I have a dilemma with a commercial insurance carrier in regards to a denial we keep receiving for 2 different specialists providing consults on the same day.  I work for a Multi-Specialty Group and we had a General Surgeon and a Gastroenterologist perform consults on the same day.  The General Surgeon has been paid, the denials all revolve around the GI Specialist.  At first the insurance carrier denied the GI doc as a "duplicate" charge.  We appealed with consultatoin notes from the hospital and this time we received a denial stating that we need to "submit a revised claim form with the accurate modifier information."  

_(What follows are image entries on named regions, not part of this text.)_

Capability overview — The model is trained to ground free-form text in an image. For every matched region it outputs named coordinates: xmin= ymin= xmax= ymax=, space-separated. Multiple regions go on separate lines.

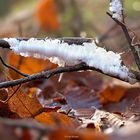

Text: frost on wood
xmin=5 ymin=38 xmax=132 ymax=80
xmin=109 ymin=0 xmax=123 ymax=21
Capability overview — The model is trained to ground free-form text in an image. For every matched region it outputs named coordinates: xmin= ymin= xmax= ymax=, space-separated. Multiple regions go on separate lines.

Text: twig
xmin=107 ymin=12 xmax=140 ymax=70
xmin=0 ymin=56 xmax=29 ymax=77
xmin=0 ymin=63 xmax=140 ymax=88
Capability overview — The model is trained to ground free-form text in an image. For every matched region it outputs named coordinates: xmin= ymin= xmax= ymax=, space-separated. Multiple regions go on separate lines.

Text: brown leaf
xmin=64 ymin=85 xmax=102 ymax=109
xmin=49 ymin=128 xmax=109 ymax=140
xmin=35 ymin=112 xmax=78 ymax=127
xmin=8 ymin=88 xmax=42 ymax=118
xmin=99 ymin=85 xmax=127 ymax=104
xmin=36 ymin=0 xmax=60 ymax=31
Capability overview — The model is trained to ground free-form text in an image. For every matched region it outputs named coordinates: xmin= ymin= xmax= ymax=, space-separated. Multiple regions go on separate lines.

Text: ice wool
xmin=109 ymin=0 xmax=123 ymax=21
xmin=5 ymin=38 xmax=129 ymax=79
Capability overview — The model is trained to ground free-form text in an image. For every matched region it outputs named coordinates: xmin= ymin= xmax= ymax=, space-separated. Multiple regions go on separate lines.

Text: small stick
xmin=0 ymin=56 xmax=29 ymax=77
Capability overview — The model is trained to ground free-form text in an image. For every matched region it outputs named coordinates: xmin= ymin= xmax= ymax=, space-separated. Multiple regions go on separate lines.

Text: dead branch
xmin=107 ymin=12 xmax=140 ymax=70
xmin=0 ymin=56 xmax=29 ymax=77
xmin=0 ymin=38 xmax=140 ymax=88
xmin=0 ymin=63 xmax=140 ymax=88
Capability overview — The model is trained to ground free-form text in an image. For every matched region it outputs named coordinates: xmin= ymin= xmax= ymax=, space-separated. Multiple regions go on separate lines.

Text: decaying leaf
xmin=8 ymin=87 xmax=42 ymax=118
xmin=36 ymin=0 xmax=60 ymax=31
xmin=35 ymin=112 xmax=78 ymax=127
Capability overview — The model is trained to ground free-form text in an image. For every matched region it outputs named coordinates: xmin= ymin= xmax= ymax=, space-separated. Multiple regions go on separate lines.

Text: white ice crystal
xmin=5 ymin=38 xmax=129 ymax=79
xmin=109 ymin=0 xmax=123 ymax=21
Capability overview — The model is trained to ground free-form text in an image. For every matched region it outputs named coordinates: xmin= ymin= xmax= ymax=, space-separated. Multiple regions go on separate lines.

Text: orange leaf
xmin=49 ymin=128 xmax=109 ymax=140
xmin=99 ymin=85 xmax=127 ymax=104
xmin=35 ymin=112 xmax=78 ymax=127
xmin=8 ymin=88 xmax=42 ymax=118
xmin=36 ymin=0 xmax=59 ymax=31
xmin=8 ymin=52 xmax=57 ymax=79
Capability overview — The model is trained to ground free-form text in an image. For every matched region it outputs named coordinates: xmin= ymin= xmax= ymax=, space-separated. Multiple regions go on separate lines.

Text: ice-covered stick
xmin=0 ymin=38 xmax=138 ymax=87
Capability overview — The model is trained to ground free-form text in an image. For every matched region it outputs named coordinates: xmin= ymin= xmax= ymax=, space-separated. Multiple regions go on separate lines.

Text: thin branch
xmin=107 ymin=12 xmax=140 ymax=70
xmin=0 ymin=63 xmax=140 ymax=88
xmin=0 ymin=56 xmax=29 ymax=77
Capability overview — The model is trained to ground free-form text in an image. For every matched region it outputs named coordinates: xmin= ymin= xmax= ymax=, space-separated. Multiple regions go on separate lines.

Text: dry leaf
xmin=35 ymin=112 xmax=78 ymax=127
xmin=8 ymin=88 xmax=42 ymax=118
xmin=36 ymin=0 xmax=60 ymax=31
xmin=99 ymin=85 xmax=128 ymax=104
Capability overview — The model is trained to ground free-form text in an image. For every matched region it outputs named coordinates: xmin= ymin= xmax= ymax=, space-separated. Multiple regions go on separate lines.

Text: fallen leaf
xmin=35 ymin=112 xmax=78 ymax=127
xmin=99 ymin=85 xmax=128 ymax=104
xmin=49 ymin=128 xmax=109 ymax=140
xmin=36 ymin=0 xmax=60 ymax=31
xmin=64 ymin=85 xmax=102 ymax=109
xmin=8 ymin=90 xmax=42 ymax=118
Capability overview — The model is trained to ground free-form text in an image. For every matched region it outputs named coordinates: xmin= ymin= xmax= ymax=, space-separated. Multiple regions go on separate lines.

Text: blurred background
xmin=0 ymin=0 xmax=140 ymax=66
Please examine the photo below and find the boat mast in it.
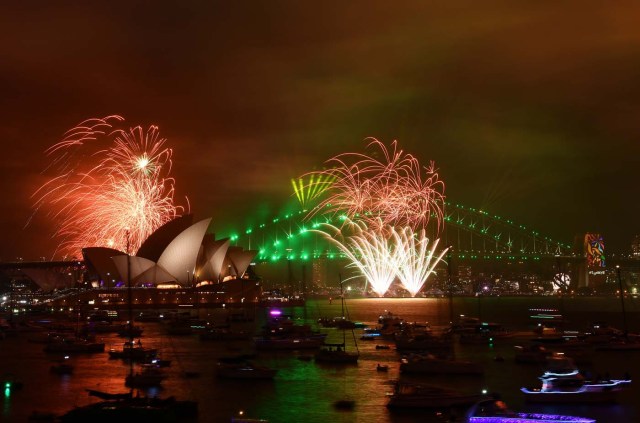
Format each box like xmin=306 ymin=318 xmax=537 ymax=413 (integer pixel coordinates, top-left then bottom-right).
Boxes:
xmin=447 ymin=245 xmax=454 ymax=325
xmin=126 ymin=229 xmax=133 ymax=384
xmin=616 ymin=264 xmax=628 ymax=338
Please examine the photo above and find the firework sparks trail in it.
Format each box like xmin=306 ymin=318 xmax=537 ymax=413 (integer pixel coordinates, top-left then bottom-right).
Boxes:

We can not figure out what modifier the carrier may be asking for and they are not offering any suggestions.  After doing some research on the internet, I have very few reliable sources.  The one I did find suggested using HCPCS modifier AF - Specialty Physician.

Does anyone have any suggestions?

Thanks,
Heather MacPherson, LPN, CPC, CPC-H


----------



## reach2helen (Mar 19, 2010)

Hi Heather
This depends whether the GI surgeon did any procedures on the same day with the consultation.if he had done so the consultation is inlucded in the surgial package. If the consult was done based on desecion for surgery 57 modifier may be used on the consult code.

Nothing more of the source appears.